2002: A street-legal Dodge Dakota pick up truck (the Banks Sidewinder) built in the Banks Power shop with a 735-hp, 1300 lb-ft, 5.9 litre Cummins hauls its own trailer to Bonneville and sets the FIA record for "World's Fastest Pickup Truck" with a two-way average of 217 mph and one-way top speed of 222 mph.

2007: The Wes Anderson-driven Banks "Sidewinder" S-10 with a 1250-hp, 6.6 litre Banks Power/Duramax engine becomes the "World's Quickest and Fastest Diesel Drag Truck" with a 7.72 second elapsed time and a top speed of 179+ mph in the quarter-mile, as recorded by the National Hot Rod Diesel Association..

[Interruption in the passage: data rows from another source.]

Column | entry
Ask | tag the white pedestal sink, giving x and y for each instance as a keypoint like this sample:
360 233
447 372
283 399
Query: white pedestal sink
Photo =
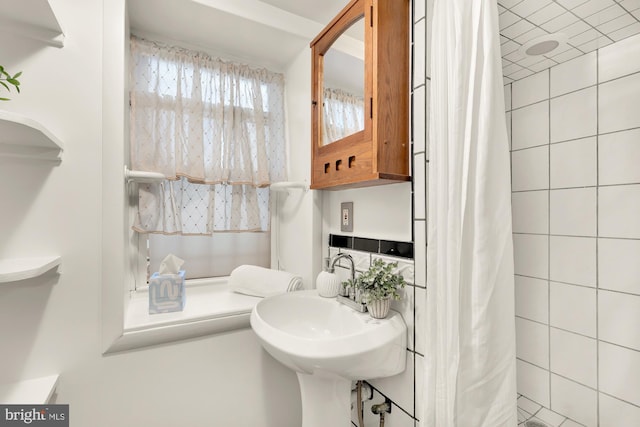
328 345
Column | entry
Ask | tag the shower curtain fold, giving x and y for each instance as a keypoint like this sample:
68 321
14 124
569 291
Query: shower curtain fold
470 365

2009: Gale Banks receives a Distinguished Service Citation from the Automotive Hall of Fame.

2010: On March 6, 2010 the Banks crew tested out the Top Diesel Dragster's new "Stroker" 427 cu. in., twin-turbo 7.0L Duramax engine at the NHRDA Nationals in Wittmann, Arizona. The Banks Sidewinder S-10 runs at NHRDA in Topeka, Kansas winning top diesel class with 7.77et @ 178 mph.

2011: Gale Banks builds world's first supercharged Top Diesel Dragster. Gale Banks teams up with Paul Dallenbach to race the Pikes Peak International Hill Climb.

2012: Banks and Dallenbach race at Pikes Peak.

2013: Banks and racer/stunt driver Mike Ryan team up to race at Pikes Peak in a Freightliner Cascadia.